Cookies help us deliver our Services. By using our Services, you agree to our use of cookies. Learn More.

The Underrated Xbox One Mystery Game You Still Need To Play

With the Xbox Series X on the horizon, there are sure to be a whole lot of next generation games to play. That doesn't mean you can't enjoy some older classics from time to time, however. If you're looking for a game not many have played but is still worth checking out, consider a hidden gem you might have missed: 2014's D4: Dark Dreams Don't Die


This murder-mystery title, named after the fourth dimension and not as a fourth installment of a series, comes in a graphic adventure format. It's the story of partial amnesiac Detective David Young, a Boston police-officer-turned-private-eye who is trying to solve his wife's murder from two years ago. His reality, his fantasies, and the supernatural ability to travel back in time after touching "mementos" help him in his quest. D4 is definitely pretty unique in terms of what's available on the Xbox One, which makes it all the more surprising it flew under the radar.

The game has some quirks

D4: Dark Dreams Don't Die features a David Lynch-inspired sense of humor and a more refined cel-shaded art style than fans of Access Games' previous work (such as the similarly themed Deadly Premonitions from 2010) expected. But that isn't the only notable thing about this Japanese-style title, which was developed with a "smart, surrealistic" tone by Hidetaka Suehiro (aka Swery) and Access Games. 


Microsoft Studios published this one for the Kinect peripheral, which the Xbox later abandoned, so you may want one of those obsolete accessories to play on the Xbox One. The game allows you to reach out to examine objects, or use gestures to deflect attackers (don't worry, you don't have to get off the couch). However, D4: Dark Dreams Don't Die can also be played with a regular controller, so you don't have to hook up the Kinect if you don't wish to. Still, the use of the Kinect is recommended by critics — and that's saying something. 

Additionally, D4 was supposed to have additional episodes beyond the initial prologue and two episodes, which never came — possibly because of lackluster sales. Although Swery released an image from a future installment in 2015 to Gamasutra, he announced his retirement from Access Games in 2016. Fans kept asking for more D4 episodes, but in 2017 the developer told Polygon he felt the story was complete.


It's a cult classic

D4: Dark Dreams Don't Die has a decent 76 Metacritic score for its Xbox One version, although the PC version of the game gets a more average score of 67. Digital Spy called it a "delightfully bizarre trip" and proclaimed it Suehiro's "best game yet, and also his weirdest." GameSpot lauded its "charm and cheekiness" and Giant Bomb called out the "amazing" characters and was not the only reviewer to observe that a thin veneer of reality lies over an absurd in-game world.
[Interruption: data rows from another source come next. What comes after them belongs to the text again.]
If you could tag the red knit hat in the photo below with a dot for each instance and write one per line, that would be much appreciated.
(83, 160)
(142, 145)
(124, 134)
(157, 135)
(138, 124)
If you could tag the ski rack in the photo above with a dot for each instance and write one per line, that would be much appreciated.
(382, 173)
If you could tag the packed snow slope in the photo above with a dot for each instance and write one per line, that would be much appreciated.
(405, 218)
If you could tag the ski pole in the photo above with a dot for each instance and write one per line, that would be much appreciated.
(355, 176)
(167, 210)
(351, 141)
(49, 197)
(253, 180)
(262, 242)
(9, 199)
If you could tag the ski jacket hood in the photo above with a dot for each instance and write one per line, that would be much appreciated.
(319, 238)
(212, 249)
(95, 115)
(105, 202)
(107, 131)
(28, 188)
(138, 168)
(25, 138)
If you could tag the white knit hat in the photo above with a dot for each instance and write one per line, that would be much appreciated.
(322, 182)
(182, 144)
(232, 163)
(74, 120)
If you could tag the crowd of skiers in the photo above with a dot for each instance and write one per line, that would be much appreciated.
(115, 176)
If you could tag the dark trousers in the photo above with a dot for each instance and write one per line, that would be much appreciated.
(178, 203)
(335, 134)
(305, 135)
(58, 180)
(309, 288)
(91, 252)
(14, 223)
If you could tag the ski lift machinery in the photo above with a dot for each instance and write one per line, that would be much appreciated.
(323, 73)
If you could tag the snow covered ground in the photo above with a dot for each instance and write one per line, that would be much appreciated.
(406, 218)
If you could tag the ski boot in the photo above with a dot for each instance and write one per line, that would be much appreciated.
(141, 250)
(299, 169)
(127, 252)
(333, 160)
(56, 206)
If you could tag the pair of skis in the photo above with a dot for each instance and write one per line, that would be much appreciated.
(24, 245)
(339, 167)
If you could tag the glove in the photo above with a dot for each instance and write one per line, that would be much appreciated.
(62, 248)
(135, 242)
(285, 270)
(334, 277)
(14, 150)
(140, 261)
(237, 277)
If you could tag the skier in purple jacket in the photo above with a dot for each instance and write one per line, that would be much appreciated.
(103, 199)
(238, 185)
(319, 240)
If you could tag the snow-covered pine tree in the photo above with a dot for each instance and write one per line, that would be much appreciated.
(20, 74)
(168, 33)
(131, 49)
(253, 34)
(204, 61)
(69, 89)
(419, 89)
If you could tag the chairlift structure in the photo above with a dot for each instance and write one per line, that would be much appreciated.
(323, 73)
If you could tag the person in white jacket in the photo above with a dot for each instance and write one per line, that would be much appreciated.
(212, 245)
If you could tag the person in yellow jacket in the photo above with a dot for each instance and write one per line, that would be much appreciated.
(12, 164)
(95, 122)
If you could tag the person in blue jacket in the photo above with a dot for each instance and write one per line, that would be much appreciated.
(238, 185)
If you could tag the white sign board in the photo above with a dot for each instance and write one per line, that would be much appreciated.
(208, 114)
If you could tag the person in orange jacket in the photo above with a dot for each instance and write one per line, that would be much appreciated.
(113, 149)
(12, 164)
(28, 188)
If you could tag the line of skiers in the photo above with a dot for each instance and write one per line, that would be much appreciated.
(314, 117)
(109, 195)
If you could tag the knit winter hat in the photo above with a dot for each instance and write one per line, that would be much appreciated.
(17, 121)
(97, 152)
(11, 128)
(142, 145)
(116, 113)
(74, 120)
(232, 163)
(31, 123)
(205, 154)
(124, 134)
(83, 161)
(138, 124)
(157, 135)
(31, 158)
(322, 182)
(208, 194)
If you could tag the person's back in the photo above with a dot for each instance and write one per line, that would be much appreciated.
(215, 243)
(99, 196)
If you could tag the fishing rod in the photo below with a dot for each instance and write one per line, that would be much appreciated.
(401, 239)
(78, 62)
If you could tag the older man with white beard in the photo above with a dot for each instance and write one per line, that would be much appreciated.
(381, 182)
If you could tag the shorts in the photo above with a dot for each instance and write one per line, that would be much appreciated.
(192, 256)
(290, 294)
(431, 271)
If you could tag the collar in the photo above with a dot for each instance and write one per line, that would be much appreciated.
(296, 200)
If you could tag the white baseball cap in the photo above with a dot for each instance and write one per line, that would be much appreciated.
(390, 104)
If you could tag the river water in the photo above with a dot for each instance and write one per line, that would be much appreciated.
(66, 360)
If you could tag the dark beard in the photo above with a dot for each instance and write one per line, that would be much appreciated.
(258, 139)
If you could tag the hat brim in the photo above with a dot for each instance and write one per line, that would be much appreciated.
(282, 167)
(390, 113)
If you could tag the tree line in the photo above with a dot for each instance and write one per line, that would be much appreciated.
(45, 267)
However, Anime News Network didn't like it quite as much, pointing to "cringe-worthy writing," "overplayed" quirkiness, and a lack of "propelling gameplay." Some critics believed the game lost something vital when the controls were translated over to PCs, turning it into a traditional point-and-click adventure.  


The title did receive some awards, including Destructoid's Best Xbox Exclusive at 2014's E3 and best Camera Direction in a Game Engine at the 2014 National Academy of Video Game Trade Reviewers (NAVGTR) awards. It was nominated for several others, as well.

Ultimately, though, D4 retains status as a cult classic. Its fans love it, but it may not be everyone's cup of tea. If you do enjoy a bit of dark nonsense and characters you don't have to like, along with an unsettling story that takes place mostly on a plane, this might be something you'll enjoy. Season One is currently available for the Xbox One and PCs through Steam for $14.99.